Key idea: You don't need to swap in place. Build two separate chains (small and large), then small.next = largeHead and largeTail.next = null. A dummy for each chain avoids special cases for the first node.

When to Use

• Partition list — Exact problem (e.g. LeetCode Partition List).
• Quicksort on linked list — Partition by pivot, then recursively sort the two parts and concatenate.
• Dutch national flag style — If you had three groups, use three dummy lists.

How It Works

1. Create two dummies: smallDummy and largeDummy; smallTail = smallDummy, largeTail = largeDummy.
2. Traverse the list: for each node, if node.val < x append to small (smallTail.next = node, smallTail = node), else append to large (largeTail.next = node, largeTail = node).
3. Cut the list: set largeTail.next = null (important: the last node of the large list might still point to something in the original list).
4. Connect: smallTail.next = largeDummy.next.
5. Return smallDummy.next (if no small nodes, this is largeDummy.next; both dummies work).

Example 1: Partition List

Problem: Given the head of a linked list and a value x, partition it so that all nodes less than x come before nodes greater than or equal to x. Preserve the original relative order.

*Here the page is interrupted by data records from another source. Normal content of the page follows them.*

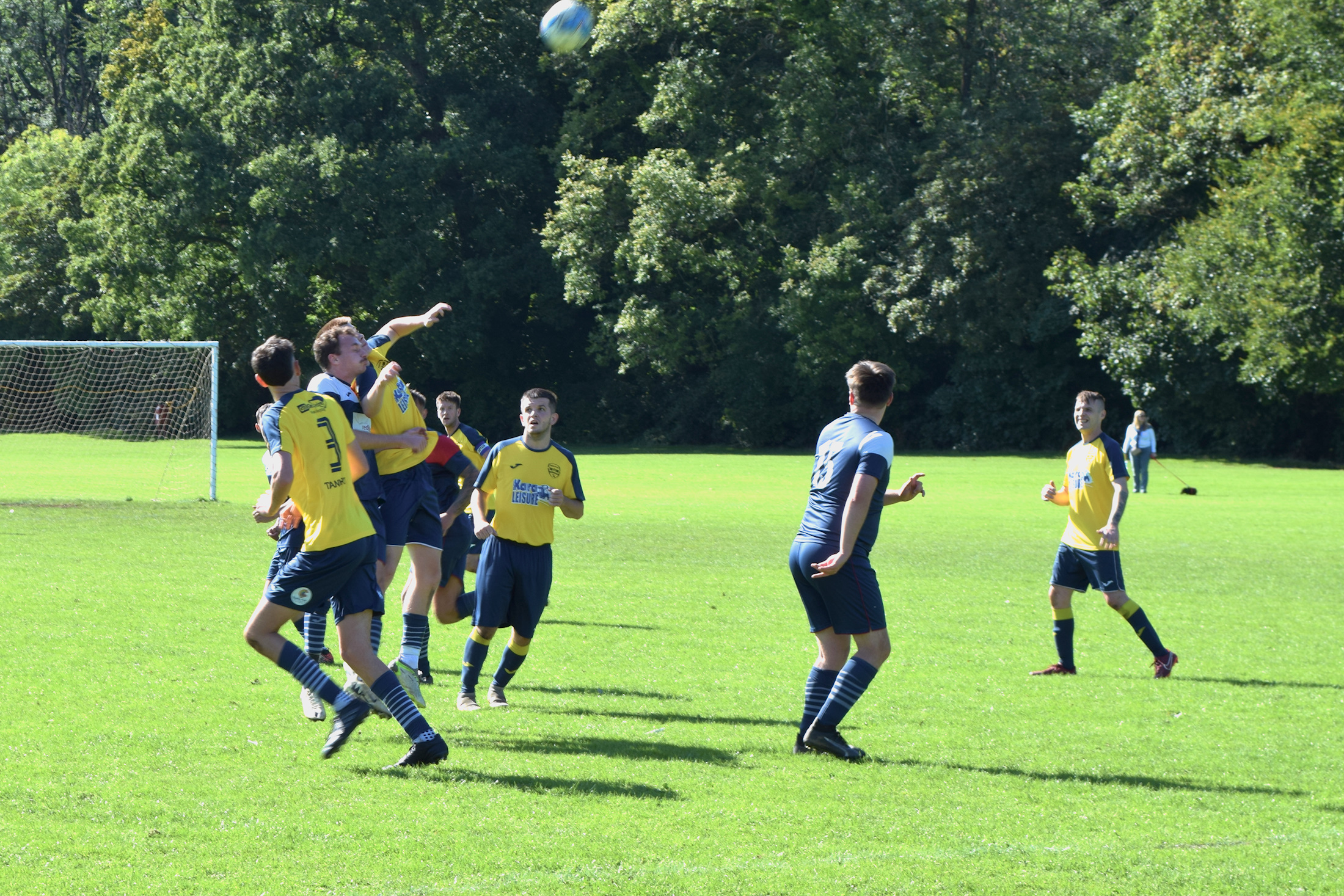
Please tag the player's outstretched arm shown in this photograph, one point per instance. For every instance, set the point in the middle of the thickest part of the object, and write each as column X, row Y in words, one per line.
column 573, row 508
column 906, row 492
column 1111, row 533
column 855, row 512
column 273, row 499
column 1053, row 495
column 398, row 327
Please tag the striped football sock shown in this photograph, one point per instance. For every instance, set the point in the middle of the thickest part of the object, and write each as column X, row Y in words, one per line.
column 850, row 685
column 310, row 675
column 815, row 695
column 407, row 716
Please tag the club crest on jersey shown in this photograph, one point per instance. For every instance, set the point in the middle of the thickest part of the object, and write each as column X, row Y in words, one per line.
column 531, row 494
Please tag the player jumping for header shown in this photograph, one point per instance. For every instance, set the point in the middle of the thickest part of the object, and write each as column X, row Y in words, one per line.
column 1089, row 554
column 319, row 461
column 830, row 558
column 530, row 476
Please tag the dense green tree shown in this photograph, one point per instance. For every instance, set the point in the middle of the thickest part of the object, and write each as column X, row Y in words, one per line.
column 756, row 194
column 1213, row 285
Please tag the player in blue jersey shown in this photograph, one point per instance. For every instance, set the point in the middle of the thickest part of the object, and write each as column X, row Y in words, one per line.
column 319, row 462
column 830, row 558
column 530, row 477
column 1096, row 492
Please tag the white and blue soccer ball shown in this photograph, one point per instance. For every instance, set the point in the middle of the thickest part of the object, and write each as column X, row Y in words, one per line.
column 566, row 26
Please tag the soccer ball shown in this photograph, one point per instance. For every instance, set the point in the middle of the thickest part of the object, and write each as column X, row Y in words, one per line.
column 566, row 26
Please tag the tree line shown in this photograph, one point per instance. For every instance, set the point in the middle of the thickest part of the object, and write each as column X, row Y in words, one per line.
column 693, row 226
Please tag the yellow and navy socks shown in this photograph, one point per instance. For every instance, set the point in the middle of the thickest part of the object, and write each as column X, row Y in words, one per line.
column 815, row 695
column 509, row 663
column 407, row 716
column 1143, row 628
column 850, row 685
column 310, row 675
column 1064, row 630
column 414, row 636
column 473, row 657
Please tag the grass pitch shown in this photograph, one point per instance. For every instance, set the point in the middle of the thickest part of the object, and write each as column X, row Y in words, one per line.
column 145, row 749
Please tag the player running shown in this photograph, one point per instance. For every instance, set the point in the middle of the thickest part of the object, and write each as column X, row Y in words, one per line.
column 531, row 476
column 411, row 511
column 1089, row 555
column 830, row 558
column 318, row 462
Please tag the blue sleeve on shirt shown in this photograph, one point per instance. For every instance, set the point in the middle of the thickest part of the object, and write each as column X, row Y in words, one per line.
column 486, row 467
column 1116, row 456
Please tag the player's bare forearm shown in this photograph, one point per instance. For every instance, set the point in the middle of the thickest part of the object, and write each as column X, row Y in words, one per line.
column 357, row 460
column 400, row 327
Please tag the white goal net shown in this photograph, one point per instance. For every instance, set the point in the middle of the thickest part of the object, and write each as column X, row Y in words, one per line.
column 124, row 392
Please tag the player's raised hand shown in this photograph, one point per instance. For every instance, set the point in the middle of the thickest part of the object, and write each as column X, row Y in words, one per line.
column 911, row 488
column 432, row 316
column 830, row 566
column 415, row 439
column 261, row 511
column 1109, row 535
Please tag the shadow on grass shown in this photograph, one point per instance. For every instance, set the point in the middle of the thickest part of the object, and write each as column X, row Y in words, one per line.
column 601, row 625
column 612, row 747
column 1125, row 781
column 602, row 692
column 1262, row 683
column 527, row 784
column 674, row 716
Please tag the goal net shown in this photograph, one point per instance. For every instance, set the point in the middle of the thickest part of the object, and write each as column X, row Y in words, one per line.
column 155, row 402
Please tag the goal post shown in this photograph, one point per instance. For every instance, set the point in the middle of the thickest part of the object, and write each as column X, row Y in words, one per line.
column 132, row 392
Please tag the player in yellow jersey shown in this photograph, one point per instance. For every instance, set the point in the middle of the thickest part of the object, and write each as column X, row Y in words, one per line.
column 411, row 509
column 316, row 462
column 530, row 477
column 1096, row 490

function partition(head: ListNode | null, x: number): ListNode | null {
  const smallDummy = new ListNode(-1);
  const largeDummy = new ListNode(-1);
  let smallTail = smallDummy;
  let largeTail = largeDummy;
  let curr: ListNode | null = head;
  while (curr !== null) {
    const next = curr.next;
    curr.next = null;
    if (curr.val < x) {
      smallTail.next = curr;
      smallTail = curr;
    } else {
      largeTail.next = curr;
      largeTail = curr;
    }
    curr = next;
  }
  largeTail.next = null;
  smallTail.next = largeDummy.next;
  return smallDummy.next;
}

• Time: O(n), Space: O(1).

Edge Cases

• All nodes < x — Large list is empty; smallTail.next = largeDummy.next is null; correct.
• All nodes >= x — Small list is empty; return smallDummy.next = largeDummy.next; correct.
• Empty list — Return null; smallDummy.next is never set, so return smallDummy.next is null if you don't attach large. Better: if head is null return null, or ensure smallTail.next = largeDummy.next and largeDummy.next is null.
• Single node — One list gets the node, the other stays empty; link and return.

Common Mistakes

1. Not breaking links — Set curr.next = null when appending to a list so you don't carry over old next pointers and create cycles or wrong order.
2. Forgetting largeTail.next = null — The last node in the large list might still point into the original list; clear it.
3. Return value — When all nodes are >= x, smallDummy.next is still null; connecting smallTail.next = largeDummy.next makes the full list start at largeDummy.next, but you return smallDummy.next which is still null unless you did smallTail.next = largeDummy.next. So after smallTail.next = largeDummy.next, smallDummy.next is the head of small list (or if small was empty, smallTail is smallDummy, so smallDummy.next = largeDummy.next). Correct.

Time and Space Complexity

• Time: O(n).
• Space: O(1).

Summary

• Partition list: Two dummies (small, large), one pass to append each node to the right list, then smallTail.next = largeHead, largeTail.next = null; return smallDummy.next.
• See Dummy Head. Related: Sort List (merge sort); partition is used in quicksort-style list sort.